There are minimalist running shoes, neutral shoes, motion control, stability and more—and this is before you even try them on.
But according to a new Danish study of 927 new runners, newbies probably shouldn't worry so much about the ins and outs of foot pronation and shoe style. When it comes to the risk of injury in the first year, neutral running shoes—which cushion a runner’s footfall, but also flex with his/her natural foot motion to balance out what’s already a structured step—are just that: neutral. It turns out runners had the same rate of injury in neutral footwear regardless of their arches.
Of course, as runners are human beings, the novices tripped, tumbled, pulled muscles and got hurt in the course of their newly established running routines. The study tracked the injuries that kept them from running for a week for the report. About a quarter of the novice runners—252 in all—had an injury like this over the course of the year, after which the researchers crunched the numbers.

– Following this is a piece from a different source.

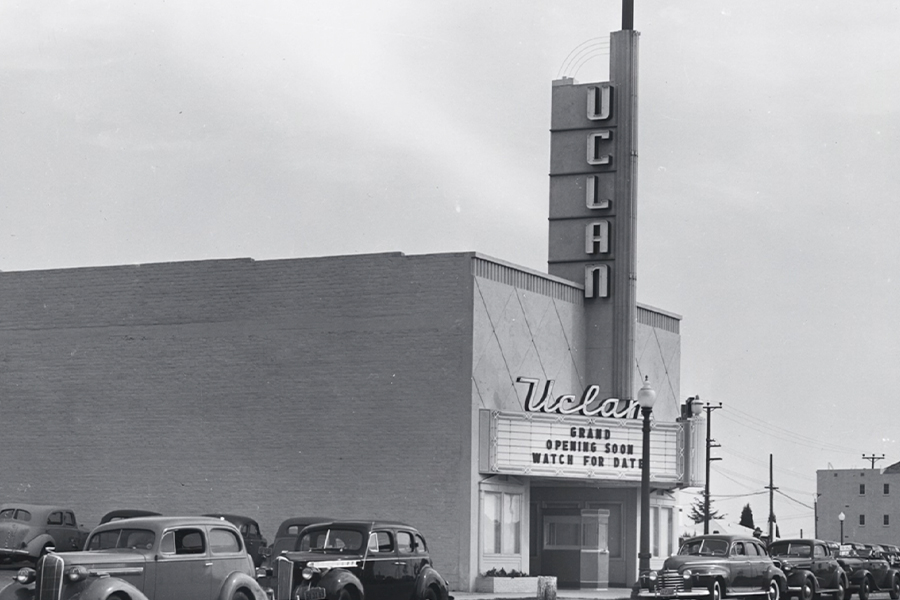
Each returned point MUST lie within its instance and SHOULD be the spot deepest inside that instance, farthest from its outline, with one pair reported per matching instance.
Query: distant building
(869, 500)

At the beginning of the experiment, the runners had their feet examined to see how their feet hit the ground when they ran. That's because people run differently depending on the height of their arch and other factors in the foot. Underpronators, who tend to have high arches, run by putting more weight onto the outside of the foot than the inside of it and using the outer toes to launch their feet again. Overpronators, who tend to have flat feet, do the opposite and put too much weight on their big toes to bring their feet off the ground. Normal pronators, who tend to have average-height arches, push off evenly across the foot and make up the vast majority of runners.
In the study, 422 feet (yes, they measured individual feet rather than participants) were overpronated, 140 were underpronated and 1254 had normal pronation. Though it's popular wisdom that beginner under- and overpronators should wear corrective shoes to prevent injury, the study found that that these stride differences had no effect on injuries when all runners wore the neutral shoe.
This means that for new runners, corrective running shoes—stability or motion control shoes for overpronators and highly cushioned neutral shoes for underpronators—aren't yet necessary to prevent injuries. Mind you, the study looked only at new runners. More advanced runners should stop by their local running store and talk with an expert if they're not sure what type of running shoe is best for them. As for injuries from trees, potholes and general clumsiness—well, that's your responsibility alone.